組織の運営や人付き合いをする中で、そう思ったことはありませんか?
私は何度もあります。学級経営や人間関係(特に恋愛)が自分ではうまくいっているように思っていたのに、、上手にマネジメントしているつもりだったのに、、と。


自分に足りない「何か」がわからないまま若さに任せて天狗になることもあった20代。自分の鼻をへし折ってくれた本が中国古典『貞観政要(じょうがんせいよう)』です。


『貞観政要』は、中国史上もっとも平和で安定した時代を築いたと言われる唐の皇帝太宗李世民(たいそうりせいみん)とその家臣たちの言行録です。


若干二十九歳で皇帝となった太宗も、私と同じような命題に立ち向かっていました。


「これまでの王朝はなぜ滅びてしまったのか」。


スケールがデカい、笑。


太宗が出した答え。

それは、
「上に立つ者が聞く力を失うからだ」


というものでした。


人は自分が困っている時、苦しい時、誰かへ助言を求めます。しかし、一旦うまくいき始めると、どうでしょう。途端に他人からの忠告が疎ましく思えてくるのではないでしょうか。


(私は、完全にそうでした。「はっ?何言ってきてんの?うぜぇ。俺のやり方があるんだから言ってくんなよ、的な。←ダサい)
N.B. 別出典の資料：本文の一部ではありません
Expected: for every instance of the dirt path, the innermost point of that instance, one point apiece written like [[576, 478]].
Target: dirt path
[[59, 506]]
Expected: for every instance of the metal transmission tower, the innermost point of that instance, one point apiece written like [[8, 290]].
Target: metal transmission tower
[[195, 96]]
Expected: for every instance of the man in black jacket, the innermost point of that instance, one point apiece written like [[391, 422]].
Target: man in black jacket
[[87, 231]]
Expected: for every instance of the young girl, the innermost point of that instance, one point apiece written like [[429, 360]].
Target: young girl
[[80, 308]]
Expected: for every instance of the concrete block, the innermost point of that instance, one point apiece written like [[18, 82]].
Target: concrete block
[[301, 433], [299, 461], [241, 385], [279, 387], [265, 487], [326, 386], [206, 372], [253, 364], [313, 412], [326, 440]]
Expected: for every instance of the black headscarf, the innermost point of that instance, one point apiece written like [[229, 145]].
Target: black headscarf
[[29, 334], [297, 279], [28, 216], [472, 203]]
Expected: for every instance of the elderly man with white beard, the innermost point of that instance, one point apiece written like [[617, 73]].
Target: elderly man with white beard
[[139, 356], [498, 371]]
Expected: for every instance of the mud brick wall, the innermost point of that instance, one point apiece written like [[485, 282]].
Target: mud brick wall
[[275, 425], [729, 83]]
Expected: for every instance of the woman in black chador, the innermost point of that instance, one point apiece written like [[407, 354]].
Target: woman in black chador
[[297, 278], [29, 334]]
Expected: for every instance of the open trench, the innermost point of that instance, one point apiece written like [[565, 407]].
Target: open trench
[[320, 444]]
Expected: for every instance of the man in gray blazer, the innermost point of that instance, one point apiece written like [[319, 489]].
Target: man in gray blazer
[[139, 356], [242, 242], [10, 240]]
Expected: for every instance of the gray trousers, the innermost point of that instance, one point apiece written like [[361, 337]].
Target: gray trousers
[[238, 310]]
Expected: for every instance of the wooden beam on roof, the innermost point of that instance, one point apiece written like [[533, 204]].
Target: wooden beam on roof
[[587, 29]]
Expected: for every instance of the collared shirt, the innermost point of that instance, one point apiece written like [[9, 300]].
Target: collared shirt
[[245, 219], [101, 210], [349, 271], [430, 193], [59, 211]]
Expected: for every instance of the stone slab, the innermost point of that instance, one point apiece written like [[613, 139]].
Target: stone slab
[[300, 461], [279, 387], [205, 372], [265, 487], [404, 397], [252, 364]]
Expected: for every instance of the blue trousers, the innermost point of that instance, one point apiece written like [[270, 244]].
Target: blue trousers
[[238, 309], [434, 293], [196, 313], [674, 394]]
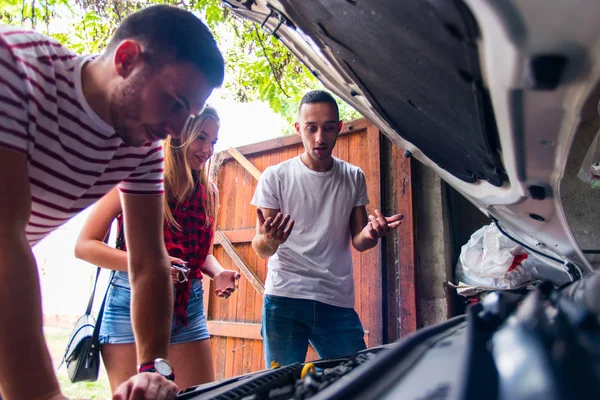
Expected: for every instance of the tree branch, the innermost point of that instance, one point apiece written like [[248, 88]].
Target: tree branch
[[270, 63]]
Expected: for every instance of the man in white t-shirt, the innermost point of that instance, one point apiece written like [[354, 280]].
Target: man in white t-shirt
[[309, 291], [71, 128]]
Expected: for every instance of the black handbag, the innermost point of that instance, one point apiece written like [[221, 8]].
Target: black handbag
[[82, 355]]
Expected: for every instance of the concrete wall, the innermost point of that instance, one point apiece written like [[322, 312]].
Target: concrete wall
[[434, 245]]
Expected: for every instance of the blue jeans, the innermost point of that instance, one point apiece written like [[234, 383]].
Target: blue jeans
[[116, 322], [288, 325]]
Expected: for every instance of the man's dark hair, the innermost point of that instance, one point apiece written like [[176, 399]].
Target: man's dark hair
[[167, 31], [319, 96]]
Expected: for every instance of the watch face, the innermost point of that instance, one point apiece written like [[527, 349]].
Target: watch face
[[163, 367]]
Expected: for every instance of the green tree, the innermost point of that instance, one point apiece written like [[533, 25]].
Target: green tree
[[259, 66]]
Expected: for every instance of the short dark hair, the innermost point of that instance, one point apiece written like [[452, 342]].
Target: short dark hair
[[170, 30], [319, 96]]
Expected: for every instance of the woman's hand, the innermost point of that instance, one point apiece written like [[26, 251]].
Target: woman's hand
[[175, 273], [226, 283]]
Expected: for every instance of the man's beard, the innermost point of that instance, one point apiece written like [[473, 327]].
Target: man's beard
[[125, 105]]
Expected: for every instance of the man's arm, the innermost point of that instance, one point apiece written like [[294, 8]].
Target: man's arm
[[366, 230], [25, 366], [149, 274], [272, 229]]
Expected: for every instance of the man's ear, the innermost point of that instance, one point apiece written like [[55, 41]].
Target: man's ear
[[127, 56]]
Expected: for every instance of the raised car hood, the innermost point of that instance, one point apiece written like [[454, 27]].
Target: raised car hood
[[490, 94]]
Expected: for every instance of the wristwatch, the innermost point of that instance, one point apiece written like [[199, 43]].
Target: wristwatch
[[160, 366]]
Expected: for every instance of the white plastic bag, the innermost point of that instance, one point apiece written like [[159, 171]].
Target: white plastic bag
[[492, 260]]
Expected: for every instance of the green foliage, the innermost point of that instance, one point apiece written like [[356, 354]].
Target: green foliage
[[259, 66]]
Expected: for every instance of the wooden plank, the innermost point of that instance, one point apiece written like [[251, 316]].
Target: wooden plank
[[244, 268], [243, 235], [372, 265], [406, 251], [248, 166], [291, 140]]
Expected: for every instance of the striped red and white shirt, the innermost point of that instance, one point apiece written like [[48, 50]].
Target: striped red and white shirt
[[74, 156]]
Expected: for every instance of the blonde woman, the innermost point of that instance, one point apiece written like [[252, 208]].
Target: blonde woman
[[190, 213]]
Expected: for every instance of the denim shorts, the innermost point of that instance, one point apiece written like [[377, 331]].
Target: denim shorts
[[116, 322], [288, 325]]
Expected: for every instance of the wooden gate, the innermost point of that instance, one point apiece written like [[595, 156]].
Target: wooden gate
[[234, 324]]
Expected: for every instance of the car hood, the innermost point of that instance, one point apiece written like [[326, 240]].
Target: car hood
[[500, 98]]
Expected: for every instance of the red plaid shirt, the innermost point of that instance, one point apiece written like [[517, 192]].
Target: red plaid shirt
[[190, 242]]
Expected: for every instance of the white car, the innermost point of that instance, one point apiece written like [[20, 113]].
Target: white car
[[501, 99]]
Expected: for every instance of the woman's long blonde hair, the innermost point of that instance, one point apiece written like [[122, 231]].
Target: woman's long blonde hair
[[179, 183]]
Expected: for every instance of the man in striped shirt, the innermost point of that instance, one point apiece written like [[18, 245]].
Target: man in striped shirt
[[71, 128]]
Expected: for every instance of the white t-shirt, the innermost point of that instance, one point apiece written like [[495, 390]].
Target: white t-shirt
[[315, 262], [74, 156]]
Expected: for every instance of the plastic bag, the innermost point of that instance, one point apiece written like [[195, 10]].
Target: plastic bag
[[492, 260]]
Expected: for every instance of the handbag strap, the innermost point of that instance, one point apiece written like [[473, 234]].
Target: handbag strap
[[88, 310], [119, 245]]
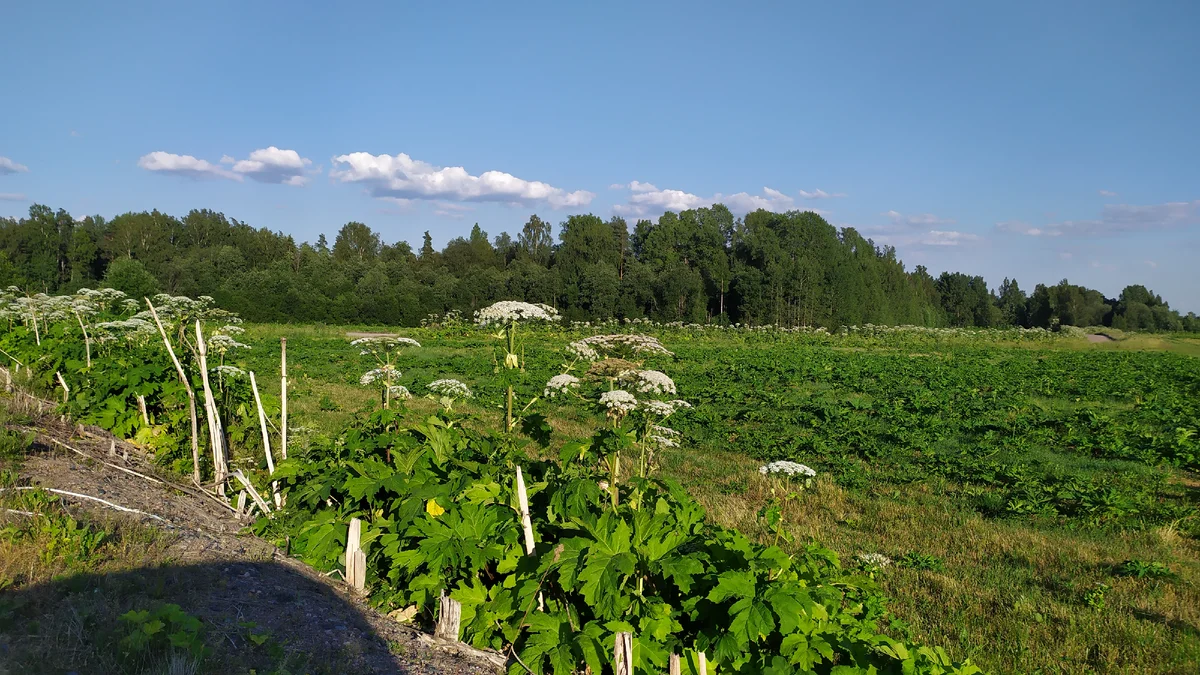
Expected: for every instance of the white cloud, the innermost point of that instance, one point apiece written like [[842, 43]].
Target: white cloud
[[184, 165], [400, 175], [450, 209], [273, 165], [9, 166], [267, 165], [947, 238], [648, 201], [820, 195], [1116, 219], [1019, 227], [917, 220], [905, 237]]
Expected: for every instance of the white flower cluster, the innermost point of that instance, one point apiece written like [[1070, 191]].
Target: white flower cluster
[[649, 381], [450, 388], [618, 401], [222, 344], [874, 560], [663, 408], [453, 317], [789, 467], [597, 346], [130, 329], [507, 311], [561, 384], [376, 344], [383, 374]]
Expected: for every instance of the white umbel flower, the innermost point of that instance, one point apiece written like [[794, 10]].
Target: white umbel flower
[[450, 388], [649, 381], [561, 384], [507, 311], [222, 344], [384, 341], [618, 401], [787, 467], [383, 374], [874, 560]]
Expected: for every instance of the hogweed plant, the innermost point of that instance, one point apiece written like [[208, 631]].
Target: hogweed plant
[[633, 398], [507, 315], [787, 479], [383, 348], [448, 390]]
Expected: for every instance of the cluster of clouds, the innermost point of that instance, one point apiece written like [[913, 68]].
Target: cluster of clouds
[[921, 230], [1115, 219], [265, 165], [646, 199], [401, 179], [10, 167]]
そして、自分に同調してくれる人だけの言葉を信じ、耳の痛い事を言う人を遠ざけてた結果、滅んでいく・・・。


太宗は歴史からこの事を学び、「諫議大夫(かんぎたいふ)」という皇帝である自らを忠告するためだけの役職を創設しました。そして、その諫議大夫の一人である魏徴(ぎちょう)から度々忠告を受けます。


(自ら、毎日研究授業を申してで、積極的にダメだしを要請するようなもの、、、できない!)


それらの諫言を受け入れながら自制心を保っていく点が太宗の魅力です。


さらに、太宗は魏徴が亡くなった時、部下を集めてこう語りました。


「金属である銅を鏡とすれば、身だしなみを整えることができる。歴史を鏡とすれば、過去を見て世の栄枯盛衰を深く知ることができる。人を鏡とすれば、その人の言葉を聞いて身を正すことができる。その三つの鏡のうち、私はもっとも大事な一枚を失った。これまで誰よりも私を諫め、正してくれた魏徴がこの世を去った今、各位が私の鏡となることを願う」


しびれますね。

カッコ良すぎます。


皇帝という絶対的な立場でありながら、最後まで謙聴であろうとし続けた太宗の生きざまに学び、自分も「鏡をもって生きる者」でありたいと思う今日この頃です。